Икки ревела белугой.
– Ну, Овечкин! – я была возмущена до крайности. – Совсем распустился! Да что ты его всерьез-то воспринимаешь – наверное, заплатил этой дылде, чтобы она с ним перед тобой прошлась.
– Воспринимаю всерьез, потому что люблю. Он единственный из мужиков, кто относился ко мне по-человечески. Я с ним вот как с тобой могла поговорить, и он никогда не смеялся надо мной, всегда уважительно относился к моему мнению. И немецкий мы вместе начали изучать. Бывало, проснусь, а он мне: «Гутен морген!», приду с работы, а он мне: «Гутен абенд!» – Икки залилась еще сильнее.
– Перестань, все еще образуется, – я пыталась успокоить ее.
– После этого я сразу же написала заявление об уходе.
– И что?
– Все. Я там больше не работаю. Меня отпустили тут же, даже отрабатывать не заставили, как в аптеке. Теперь я снова одна и без работы. Звонила вам вчера весь вечер – никого. Куда вы все подевались-то?
– Я была у Власа, Анжелка пьяная дома валялась, Иван Петрович, наверное, телефон отключил, она вчера так буйствовала…
В этот момент перед нами выросли как всегда шикарная во всех отношениях Пульхерия, толстая Огурцова с отечной физиономией и незнакомый мужчина лет сорока пяти.

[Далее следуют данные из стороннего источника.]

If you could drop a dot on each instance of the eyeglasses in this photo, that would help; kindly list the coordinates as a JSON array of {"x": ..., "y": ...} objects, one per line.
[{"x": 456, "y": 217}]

– Всем привет! – весело крикнула Пулька. – Знакомьтесь, это Аркадий Серапионович Эбатов, врач-проктолог. Это мои подруги – Икки и Маша Корытникова, писательница, кстати.
– Очень, очень приятно, – проговорил Аркадий Серапионович густым баритоном и поцеловал ручку сначала Икки, потом мне.
Этот новый поклонник Пульки сразу поразил меня своей внешностью. Высокий, плотного телосложения, но не переходящего того предела, когда человека называют толстым или склонным к полноте, он, казалось, был олицетворением понятия «импозантность». Важность, значительность, представительность и солидность заполняли, казалось, все клеточки его организма и выплескивались наружу. Волосы едва тронутые благородной сединой, голос – бархатный, густой баритон исходил откуда-то из глубины; каждое слово он выговаривал с интонацией, будто читал по радио стихи русских классиков. Глаза слишком выразительные, чуть навыкате и будто подведенные. Он был чересчур красив – так, когда это чересчур при первом взгляде вызывает у людей растерянность и зачарованность, а потом отторжение и отвращение от яркого, до неприличия броского благолепия. Внешность Аркадия Серапионовича настолько потрясла меня, что я подумала: «Ему б актером быть, а он проктолог! Надо же, как все-таки странно и подчас несправедливо распоряжается жизнь судьбами людей! Если б он был актером, его не надо было даже гримировать – с галерки можно было бы без труда разглядеть его выразительные, черные, будто подведенные глаза, естественный румянец на щеках, четкие дуги бровей…»
– Да, Пульхэрия верно сказала, я – проктолог, так что если у вас какие-то проблемы с этим, милости прошу! – проговорил он своим бархатным, густым баритоном, назвав Пульхерию – Пульхэрией (вероятно, он говорит вместо «крем» – «крэм», вместо «музей» – «музэй», вместо «фанера» – «фанэра» и т.д.) и пикантно отведя мизинец с длиннющим ногтем (все остальные были аккуратно подстрижены), манерно поскреб лоб, который в эту минуту пересекла глубокомысленная вертикальная складка. «Он, верно, отращивал этот коготь всю жизнь. Интересно, зачем?» – подумала я и тут вспомнила рассказ Мисс Бесконечности о тихой хорошей девочке Лиде Сопрыкиной, которая все время ковыряла в носу. Надо же, какие порой глупые мысли приходят в голову!